Consultation success stories included:
■ Water Use Plan (WUP)—This considered all water uses (fish, wildlife, industry, power, recreation, heritage and culture) within the watershed. Through a stakeholder consultative committee process, a water-use strategy was developed to meet all stakeholders’ interests. This process formed the foundation for the provincial guidelines currently used to develop WUPs for all existing BC Hydro hydroelectric facilities.
■ Economic Development Plan (EDP)—Since the power plant is located within the traditional territory of the Kwantlen First Nation, an EDP was designed to focus on employment and contract opportunities. As a result of deep draw-downs necessary for construction, BC Hydro funded archeological training for several Kwantlen First Nation members as well as a series of archeological studies within the watershed area.
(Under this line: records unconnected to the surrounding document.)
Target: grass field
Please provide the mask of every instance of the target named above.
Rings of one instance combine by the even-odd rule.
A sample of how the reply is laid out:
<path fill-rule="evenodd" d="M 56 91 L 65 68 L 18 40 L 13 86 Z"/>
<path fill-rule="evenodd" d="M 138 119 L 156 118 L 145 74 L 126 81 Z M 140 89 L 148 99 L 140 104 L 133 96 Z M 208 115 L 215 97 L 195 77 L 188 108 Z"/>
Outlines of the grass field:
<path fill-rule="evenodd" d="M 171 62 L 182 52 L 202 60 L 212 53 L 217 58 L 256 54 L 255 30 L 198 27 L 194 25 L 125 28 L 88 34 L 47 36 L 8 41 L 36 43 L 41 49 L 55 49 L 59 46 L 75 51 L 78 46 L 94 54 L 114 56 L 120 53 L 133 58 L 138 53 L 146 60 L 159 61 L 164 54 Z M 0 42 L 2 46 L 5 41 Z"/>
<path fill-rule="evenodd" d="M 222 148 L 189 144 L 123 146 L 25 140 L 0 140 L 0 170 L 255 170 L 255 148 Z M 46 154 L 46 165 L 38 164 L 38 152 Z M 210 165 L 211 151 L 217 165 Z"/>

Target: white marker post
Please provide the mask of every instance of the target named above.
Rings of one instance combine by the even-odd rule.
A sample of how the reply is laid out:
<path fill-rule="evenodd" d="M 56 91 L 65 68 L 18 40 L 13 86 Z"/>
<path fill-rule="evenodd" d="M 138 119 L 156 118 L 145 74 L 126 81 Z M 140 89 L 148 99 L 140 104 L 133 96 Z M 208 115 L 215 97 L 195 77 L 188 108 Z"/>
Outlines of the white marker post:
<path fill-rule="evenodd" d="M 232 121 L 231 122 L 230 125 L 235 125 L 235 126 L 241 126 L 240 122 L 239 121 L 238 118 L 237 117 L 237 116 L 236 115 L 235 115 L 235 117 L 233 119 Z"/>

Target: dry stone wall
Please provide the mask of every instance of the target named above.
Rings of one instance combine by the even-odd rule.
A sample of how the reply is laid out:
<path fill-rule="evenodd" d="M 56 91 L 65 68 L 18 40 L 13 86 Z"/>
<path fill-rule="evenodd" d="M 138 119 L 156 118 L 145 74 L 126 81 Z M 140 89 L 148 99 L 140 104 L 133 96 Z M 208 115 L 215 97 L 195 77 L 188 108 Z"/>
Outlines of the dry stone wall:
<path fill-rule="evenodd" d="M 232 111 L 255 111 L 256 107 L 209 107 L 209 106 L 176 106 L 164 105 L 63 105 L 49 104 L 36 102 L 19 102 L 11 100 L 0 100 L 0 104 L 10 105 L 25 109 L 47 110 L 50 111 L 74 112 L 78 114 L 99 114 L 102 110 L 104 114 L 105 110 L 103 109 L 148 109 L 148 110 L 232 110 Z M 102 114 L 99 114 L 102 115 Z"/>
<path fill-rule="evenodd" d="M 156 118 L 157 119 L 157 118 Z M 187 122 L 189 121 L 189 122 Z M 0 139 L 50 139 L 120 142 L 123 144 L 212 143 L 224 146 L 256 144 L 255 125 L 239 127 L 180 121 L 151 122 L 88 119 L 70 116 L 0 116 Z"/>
These studies uncovered more than 2,000 artifacts, numerous heritage sites and pictographs on the Stave Reservoir shoreline. An EDP was also designed for the District of Mission, a local historic community.
■ Hayward Park Plan—A new site access road was built in response to the public's desire to keep open Hayward Park, a recreational facility adjacent to the power plant. The new road also provided greater public safety as it separated construction traffic from public traffic during the four-year project. Hayward Park attracts up to 250,000 visitors per year.
■ Institution of Intermittent Road Delays—The road over the dam is a main transportation route for school buses, emergency vehicles and other local traffic. Since the public did not want lengthy road closures, a plan was developed to allow only short, less-than-10-minute closures during construction.
■ Road Widening—The public requested relief from the bottleneck created by the single-lane access road over the dam. BC Hydro, in partnership with the District of Mission, agreed to widen the road to accommodate two lanes.
■ Environmental Management Plan (EMP)—A detailed EMP was designed in consultation with the Canadian Ministry of Environment, Lands and Parks (MELP) and Fisheries and Oceans Canada. As part of this plan, an independent environmental inspector was hired to monitor all aspects of construction and implement appropriate measures to protect the environment.
Final costs for the Definition Phase was Can$3.3 million and concluded with a business case and project plan to proceed to the Implementation Phase.
The Project Implementation Phase (1995–2000). This part of the project plan included:
■ Finalizing design of the two-unit, 90-mW power plant
■ Continuing public consultation with First Nations and other stakeholders
■ Completing and implementing the environmental mitigation and compensation plans
■ Constructing the new power plant, intake, switchyard and tailrace channel
■ Testing and commissioning the new structures
■ Handing the project over to the operation and maintenance team
■ Documenting the project.
The final cost of the Project Implementation Phase was Can$180 million. In the fall of 1999, generators within the old powerhouse were shut down and the new power plant was placed into service—on time and under the approved budget.
This did not mean the demise of the older powerhouse, however. Given its age and historical significance, the public expressed a desire to preserve and access it, so the old powerhouse was converted into a historic visitor center. It will assist in educating the public about past, present and future electricity generation and is scheduled to open in November 2001.